The film, starring Daniel Day-Lewis as a renowned dressmaker in 1950s London, has fashion at its very core. Costume designer Mark Bridges, who previously won an Oscar for his work on 2011’s The Artist and was also nominated for 2014 drama Inherent Vice, here evokes the most glamorous work of fashion icon, 35-time Oscar nominee, and eight-time winner Edith Head.


Best Original Score: The Shape of Water (2017) 92%

(Photo by Fox Searchlight Pictures)

A great musical score can often go unnoticed because it blends so seamlessly into its film, and there are certainly a couple of nominees in this category this might apply to.

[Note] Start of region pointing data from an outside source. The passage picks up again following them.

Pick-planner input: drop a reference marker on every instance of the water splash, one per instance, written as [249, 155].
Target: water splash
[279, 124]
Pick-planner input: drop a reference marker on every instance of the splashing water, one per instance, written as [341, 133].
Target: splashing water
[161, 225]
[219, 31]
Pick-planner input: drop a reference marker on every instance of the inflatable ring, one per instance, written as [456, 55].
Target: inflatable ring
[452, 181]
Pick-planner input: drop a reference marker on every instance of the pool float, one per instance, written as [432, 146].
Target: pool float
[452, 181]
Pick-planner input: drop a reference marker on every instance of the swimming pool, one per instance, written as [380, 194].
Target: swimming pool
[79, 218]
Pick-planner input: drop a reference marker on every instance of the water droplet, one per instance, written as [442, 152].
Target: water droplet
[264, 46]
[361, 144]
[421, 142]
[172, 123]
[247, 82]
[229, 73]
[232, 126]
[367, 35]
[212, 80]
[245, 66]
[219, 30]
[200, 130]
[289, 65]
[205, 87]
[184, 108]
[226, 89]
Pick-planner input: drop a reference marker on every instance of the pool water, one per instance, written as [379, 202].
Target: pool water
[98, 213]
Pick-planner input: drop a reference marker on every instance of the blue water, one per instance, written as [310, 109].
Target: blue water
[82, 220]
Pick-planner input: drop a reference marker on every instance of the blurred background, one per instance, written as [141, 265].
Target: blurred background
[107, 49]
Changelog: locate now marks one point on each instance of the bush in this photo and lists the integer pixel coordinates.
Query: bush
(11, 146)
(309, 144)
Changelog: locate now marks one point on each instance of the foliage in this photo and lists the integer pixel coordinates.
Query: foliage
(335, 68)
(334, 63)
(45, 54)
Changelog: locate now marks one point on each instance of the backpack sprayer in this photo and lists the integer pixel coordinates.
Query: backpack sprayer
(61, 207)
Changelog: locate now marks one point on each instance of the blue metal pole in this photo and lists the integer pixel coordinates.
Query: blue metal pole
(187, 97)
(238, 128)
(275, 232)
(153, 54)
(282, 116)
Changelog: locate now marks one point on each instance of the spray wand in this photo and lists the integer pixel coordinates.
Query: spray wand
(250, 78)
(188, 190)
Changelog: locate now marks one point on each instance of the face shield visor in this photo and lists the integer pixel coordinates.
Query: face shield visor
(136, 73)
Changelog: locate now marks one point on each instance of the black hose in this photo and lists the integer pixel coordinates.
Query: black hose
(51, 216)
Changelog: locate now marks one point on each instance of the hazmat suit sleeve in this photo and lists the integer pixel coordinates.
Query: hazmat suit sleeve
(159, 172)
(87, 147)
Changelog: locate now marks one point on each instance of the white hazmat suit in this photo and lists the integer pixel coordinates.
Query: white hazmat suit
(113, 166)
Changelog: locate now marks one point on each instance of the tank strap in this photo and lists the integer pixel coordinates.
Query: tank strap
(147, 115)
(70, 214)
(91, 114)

That said, Alexandre Desplat’s enchanting music, magical with a hint of a sinister streak, goes a long way in making The Shape of Water feel like the quietly haunting fairy tale that it is.


Best Original Song: “This Is Me” – The Greatest Showman (2017) 56%

(Photo by Niko Tavernise/20th Century Fox Film Corp.)

We love “Remember Me” and “Mystery of Love” just as much as the next person with even a modicum of taste. But we aren’t arguing with your mom’s Spotify play count.


Best Visual Effects: Blade Runner 2049 (2017) 87%

(Photo by Warner Bros.)

With the series frequently and purposely bereft of emotion, a lot of watching Blade Runner is simply luxuriating in its world. The visual effects take us there, and make something as simple as a three-way sex scene with an android, an imprinted human, and a bounty hunter a thing of beauty.


Best Makeup & Hairstyling: Darkest Hour (2017) 85%

(Photo by Jack English/Focus Features)

Darkest Hour impressed for its thorough and seamless transformation of its lead, Gary Oldman, into British Prime Minister Winston Churchill. This is the third nomination for Kazuhiro Tsuji and first for David Malinowski and Lucy Sibbick.


Best Sound Mixing: Dunkirk (2017) 93%

(Photo by Melinda Sue Gordon/Warner Bros.)

Some will be quick to point out Baby Driver‘s clever use of gunfire and windshield wipers to keep time with the action onscreen, but Dunkirk relies so heavily on sound to immerse audiences in the thick of battle that we find it difficult to imagine it will be beat. Plus, war movies traditionally do very well in the sound categories, and we’re expecting that to be the case here.


Best Sound Editing: Dunkirk (2017) 93%

(Photo by Melinda Sue Gordon/Warner Bros.)

Having said all that about sound mixing, it’s worth noting that Dunkirk‘s supervising sound editor, Richard King, went to great lengths to create the aural experience of the film. How great, you ask? He interviewed actual veterans to gain insight into what they heard on the battlefield. He researched and rebuilt from scratch one of the famous German dive-bombing sirens — which don’t exist anywhere any more — to capture its signature wail. This all may not be immediately apparent, but the overall effect of King’s work is a rich soundscape that plays a huge part in the film.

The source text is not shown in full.